Monte-Cristo fit de la lèvre et des yeux un petit geste qui commandait le silence.
«Allons! ajouta-t-il en riant, voilà toutes mes espérances détruites.
– Comment cela? demanda Beauchamp.
– Sans doute, vous vous empressez de me faire une réputation d’excentricité: je suis, selon vous, un Lara, un Manfred, un Lord Ruthwen; puis, le moment de me voir excentrique passé, vous gâtez votre type, vous essayez de faire de moi un homme banal. Vous me voulez commun, vulgaire; vous me demandez des explications enfin. Allons donc! monsieur Beauchamp, vous voulez rire.
– Cependant, reprit Beauchamp avec hauteur, il est des occasions où la probité commande…
– Monsieur Beauchamp, interrompit l’homme étrange, ce qui commande à M. le comte de Monte-Cristo, c’est M. le comte de Monte-Cristo. Ainsi donc pas un mot de tout cela, s’il vous plaît. Je fais ce que je veux, monsieur Beauchamp, et, croyez-moi, c’est toujours fort bien fait.
– Monsieur, répondit le jeune homme, on ne paie pas d’honnêtes gens avec cette monnaie; il faut des garanties à l’honneur.
– Monsieur, je suis une garantie vivante reprit Monte-Cristo impassible, mais dont les yeux s’enflammaient d’éclairs menaçants. Nous avons tous deux dans les veines du sang que nous avons envie de verser, voilà notre garantie mutuelle. Reportez cette réponse au vicomte, et dites-lui que demain, avant dix heures, j’aurai vu la couleur du sien.
– Il ne me reste donc, dit Beauchamp, qu’à fixer les arrangements du combat.
– Cela m’est parfaitement indifférent, monsieur dit le comte de Monte-Cristo; il était donc inutile de venir me déranger au spectacle pour si peu de chose. En France, on se bat à l’épée ou au pistolet, aux colonies, on prend la carabine, en Arabie, on a le poignard. Dites à votre client que, quoique insulté pour être excentrique jusqu’au bout, je lui laisse le choix des armes, et que j’accepterai tout sans discussion, sans conteste; tout, entendez-vous bien? tout, même le combat par voie du sort, ce qui est toujours stupide. Mais moi, c’est autre chose: je suis sûr de gagner.

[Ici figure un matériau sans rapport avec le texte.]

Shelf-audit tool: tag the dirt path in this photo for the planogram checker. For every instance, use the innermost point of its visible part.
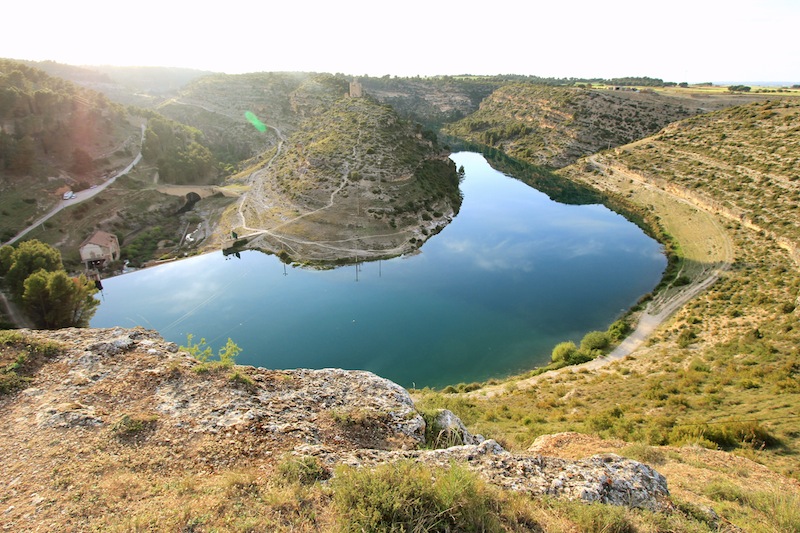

– Sûr de gagner! répéta Beauchamp en regardant le comte d’un œil effaré.
– Eh! certainement, dit Monte-Cristo en haussant légèrement les épaules. Sans cela je ne me battrais pas avec M. de Morcerf. Je le tuerai, il le faut, cela sera. Seulement, par un mot ce soir chez moi, indiquez-moi l’arme et l’heure; je n’aime pas à me faire attendre.
– Au pistolet, à huit heures du matin au bois de Vincennes, dit Beauchamp, décontenancé ne sachant pas s’il avait affaire à un fanfaron outrecuidant ou à un être surnaturel.
– C’est bien, monsieur, dit Monte-Cristo. Maintenant que tout est réglé, laissez-moi entendre le spectacle, je vous prie, et dites à votre ami Albert de ne pas revenir ce soir: il se ferait tort avec toutes ses brutalités de mauvais goût. Qu’il rentre et qu’il dorme.»
Beauchamp sortit tout étonné.
«Maintenant, dit Monte-Cristo en se retournant vers Morrel, je compte sur vous, n’est-ce pas?
– Certainement, dit Morrel, et vous pouvez disposer de moi, comte; cependant…
– Quoi?
– Il serait important, comte, que je connusse la véritable cause…
– C’est-à-dire, que vous me refusez?
– La véritable cause, Morrel? dit le comte; ce jeune homme lui-même marche en aveugle et ne la connaît pas. La véritable cause, elle n’est connue que de moi et de Dieu; mais je vous donne ma parole d’honneur, Morrel, que Dieu, qui la connaît, sera pour nous.
– Cela suffit, comte, dit Morrel. Quel est votre second témoin?
– Je ne connais personne à Paris à qui je veuille faire cet honneur, que vous, Morrel, et votre beau-frère Emmanuel. Croyez-vous qu’Emmanuel veuille me rendre ce service à moi comte.
– Bien! c’est tout ce qu’il me faut. Demain, à sept heures du matin chez moi, n’est-ce pas?
– Nous y serons.
– Chut! voici la toile qui se lève, écoutons. J’ai l’habitude de ne pas perdre une note de cet opéra; c’est une si adorable musique que celle de Guillaume Tell!»